The batteries on my wireless keyboard are always running out!

Ive noticed im leaving the num lock on....do you think turning it off will save battery power????


Someone must know what to do


----------



## Lorand (Nov 10, 2004)

That led consumes only a small amount of power.
What keyboard is it?


----------



## thedoors27 (Nov 10, 2004)

Pc line KBC 300, Im going to try with the num lock off so who knows at this point :s

I hope i find something that will work, I want to be able to leave my computer on lol.


----------



## Lorand (Nov 10, 2004)

Can you post a link to that product? I didn't find any keyboard with that name.


----------



## i picKed a winna (Nov 11, 2004)

that's weird. i have a logitech wireless keyboard and the number lock is always on but theres no light on the keyboard itself so you must mean that. anyhow my batteries last for several months probably 7 or 8 and my computer is always on.


----------



## Lorand (Nov 11, 2004)

I have a Logitech wireless optical mouse and the batteries last at least a month. But Logitech wireless products have a very efficient power saving technique.
I don't know if that PcLine keyboard has something like this or not... (probably not)...


----------



## thedoors27 (Nov 11, 2004)

Hmm strange. I cant find no links either, I could'nt when i first seached ages ago, but yes the keyboard has no lights. The batteries deffiinately went because i also tried them in my cd walkman, this mystery will continue to carry on, or i can just buy some rechargable batteries lol.


----------



## Lorand (Nov 11, 2004)

If the NumLock, CapsLock, ScrollLock LEDs are on the receiver and not on the keyboard then it makes no difference if they are lit ot not.
The strange thing is that I can't find any info on the net about that keyboard...


----------



## SFR (Nov 11, 2004)

is this the keyboard your referring to?


http://www.comparestoreprices.co.uk/keyboards/packard-bell-kb300.asp


----------



## Lorand (Nov 11, 2004)

You mean this one?




I don't think this is it because it has the LEDs on the keyboard...


----------



## thedoors27 (Nov 11, 2004)

No its not that one, and the keyboard has no lights, the sensor has one light. Caps lock etc when on can be displayed just above the taskbar.


----------



## SFR (Nov 11, 2004)

lol


I guess you are using a keyboard that doesnt exist...

LOL



actually on that note... I have a new DELL mulimedia keyboard I spent like $50 on it when I got my new Dell 8400

its wireless and other than the fact that I already have a microsoft one.. I would have definelty used it..

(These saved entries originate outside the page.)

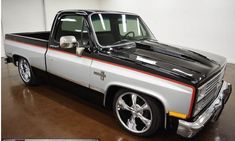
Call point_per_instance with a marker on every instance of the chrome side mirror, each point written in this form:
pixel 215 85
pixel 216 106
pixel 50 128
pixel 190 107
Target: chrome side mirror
pixel 79 50
pixel 68 42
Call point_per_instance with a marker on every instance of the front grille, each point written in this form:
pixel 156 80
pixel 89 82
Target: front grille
pixel 211 89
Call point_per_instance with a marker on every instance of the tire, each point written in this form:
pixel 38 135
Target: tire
pixel 26 72
pixel 138 114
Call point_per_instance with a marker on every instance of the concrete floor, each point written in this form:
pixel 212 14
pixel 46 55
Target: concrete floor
pixel 46 111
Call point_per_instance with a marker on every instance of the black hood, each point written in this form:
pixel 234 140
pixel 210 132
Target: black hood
pixel 180 63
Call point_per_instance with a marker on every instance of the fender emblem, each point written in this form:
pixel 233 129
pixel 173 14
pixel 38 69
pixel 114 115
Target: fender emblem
pixel 101 74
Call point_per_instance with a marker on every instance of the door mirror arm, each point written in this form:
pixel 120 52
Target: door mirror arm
pixel 71 42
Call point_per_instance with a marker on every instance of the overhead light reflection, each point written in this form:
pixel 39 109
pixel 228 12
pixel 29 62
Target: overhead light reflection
pixel 102 21
pixel 124 23
pixel 138 26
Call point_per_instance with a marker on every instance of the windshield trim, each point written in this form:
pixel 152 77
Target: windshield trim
pixel 109 46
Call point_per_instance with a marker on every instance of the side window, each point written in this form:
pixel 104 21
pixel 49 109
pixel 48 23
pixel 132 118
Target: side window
pixel 132 24
pixel 71 25
pixel 101 23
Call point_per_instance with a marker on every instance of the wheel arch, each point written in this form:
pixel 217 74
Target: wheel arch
pixel 112 90
pixel 16 58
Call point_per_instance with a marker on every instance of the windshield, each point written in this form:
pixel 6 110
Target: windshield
pixel 114 29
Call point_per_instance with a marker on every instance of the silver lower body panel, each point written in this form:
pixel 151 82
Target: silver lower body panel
pixel 189 129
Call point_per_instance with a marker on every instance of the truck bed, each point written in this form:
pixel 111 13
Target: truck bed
pixel 34 38
pixel 31 45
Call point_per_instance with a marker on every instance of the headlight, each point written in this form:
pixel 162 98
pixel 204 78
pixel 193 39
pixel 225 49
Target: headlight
pixel 201 93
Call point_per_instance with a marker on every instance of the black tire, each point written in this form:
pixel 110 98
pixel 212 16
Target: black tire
pixel 156 113
pixel 23 67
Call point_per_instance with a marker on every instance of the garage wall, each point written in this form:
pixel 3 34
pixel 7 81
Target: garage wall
pixel 207 25
pixel 21 16
pixel 53 6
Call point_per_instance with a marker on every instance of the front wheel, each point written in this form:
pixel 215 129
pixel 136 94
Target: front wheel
pixel 139 114
pixel 26 72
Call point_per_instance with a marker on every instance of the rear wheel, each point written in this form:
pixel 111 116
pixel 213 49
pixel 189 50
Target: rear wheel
pixel 26 72
pixel 139 114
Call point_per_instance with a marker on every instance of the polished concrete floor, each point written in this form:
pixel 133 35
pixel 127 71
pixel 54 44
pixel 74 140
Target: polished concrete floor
pixel 47 111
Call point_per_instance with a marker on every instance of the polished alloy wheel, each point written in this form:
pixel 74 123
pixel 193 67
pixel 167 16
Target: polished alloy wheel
pixel 24 70
pixel 134 112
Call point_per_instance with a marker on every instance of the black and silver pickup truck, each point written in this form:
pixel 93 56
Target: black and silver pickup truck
pixel 148 84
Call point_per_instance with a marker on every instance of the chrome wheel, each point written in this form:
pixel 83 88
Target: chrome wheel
pixel 24 70
pixel 134 112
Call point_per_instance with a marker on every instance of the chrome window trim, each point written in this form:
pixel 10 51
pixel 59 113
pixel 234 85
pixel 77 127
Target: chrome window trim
pixel 94 34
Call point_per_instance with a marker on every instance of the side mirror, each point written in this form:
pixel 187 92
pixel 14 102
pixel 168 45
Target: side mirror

Since I have no use for it... I would love to sell it...  I think you can check it out on dell's website.. think it is still an add-on for the Dell 8400


----------



## thedoors27 (Nov 11, 2004)

Tiny update: i rang the pc support line and the guy said it shouldnt be doing that....i left my computer off last night and the batteries still went!

Went to the shop and got an exchange


----------



## Lorand (Nov 11, 2004)

> I guess you are using a keyboard that doesnt exist...


Probably it was assembled on a boat and the tax-free salt water damaged the keyboard's electronics...


----------